*母の記録*
2017年7月
母の初盆がありました。
危篤の知らせを受けた時、病室に付き添っていた私は三重大から母の入院している病院まで駆けつけ
最期を看取ることができました。
その時お寺で撮った息子の写真です。
外見は元気そうですが、お経が長かったせいか、お線香のせいか、途中気分が悪くなり
お寺の控え室で休ませてもらっていました。
またせっかく取った免許ですが、実践練習は全くできておらず
夜主人が仕事から戻ると、3人で平和公園まで行って練習していました。
なぜ平和公園かというと、夜は車がほとんど走っていないからです。
我が家の車は左ハンドルで初心者には大変だったと思います。
隣で乗っている私も主人もそれは恐怖で、息子には絶対運転は無理だと思いました。
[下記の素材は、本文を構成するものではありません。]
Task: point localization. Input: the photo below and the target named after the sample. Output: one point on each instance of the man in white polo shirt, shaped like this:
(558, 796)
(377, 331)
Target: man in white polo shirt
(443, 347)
そんな息子は今は名古屋よりも狭い東京の道路を運転しているなんて、この時は想像することもできません。
*僕の記憶*
僕は、免許を取りたてのとき、
初めて運転した公道で、事故をおこした。
幸いにして怪我人の出なかったその事故は、しかしあれほど頑張って勉強して得た運転に対する前向きな気持ちを、一瞬で奪い去っていった。
それからストーマを閉じるための入院をして、
はや3ヶ月。
出来上がっていたのは、哀れなペーパードライバーだった。
本当に、運転することが怖くて、怖くて、怖くて怖くてたまらなかった。それぐらいに僕の気持ちは、この数ヶ月で変わり果てていた。
これではいけないと思った。
前も書いた通り、自動車免許証を得たと言うのは、僕にとっては社会に接続するための大きな1歩だった。
だからそれを、形骸化させたくなかった。自信を、ちゃんと機能している自信として、持っておきたかった。
特訓が始まった。
両親に助手席と後部座席に乗ってもらい、真夜中の墓場(平和公園)の周りを永遠に回り続けるという、マリオカートのタイムアタックみたいなことを、現実世界で行ったのだ。
墓地は、まぁ怖い。
でも怖いから、夜に人が寄り付かない。
これが本当にありがたかった。
墓地で練習するというのを、週に何度も繰り返し、次のステップとして家からその墓地までの道を運転する、というなこともやっていた。全然車がいない場所で、車の運転ができるようになったとしても、やっぱり1番怖いのは、対向車線があったり、でかい十字路で右折したりする、あーゆーシーンだと思う。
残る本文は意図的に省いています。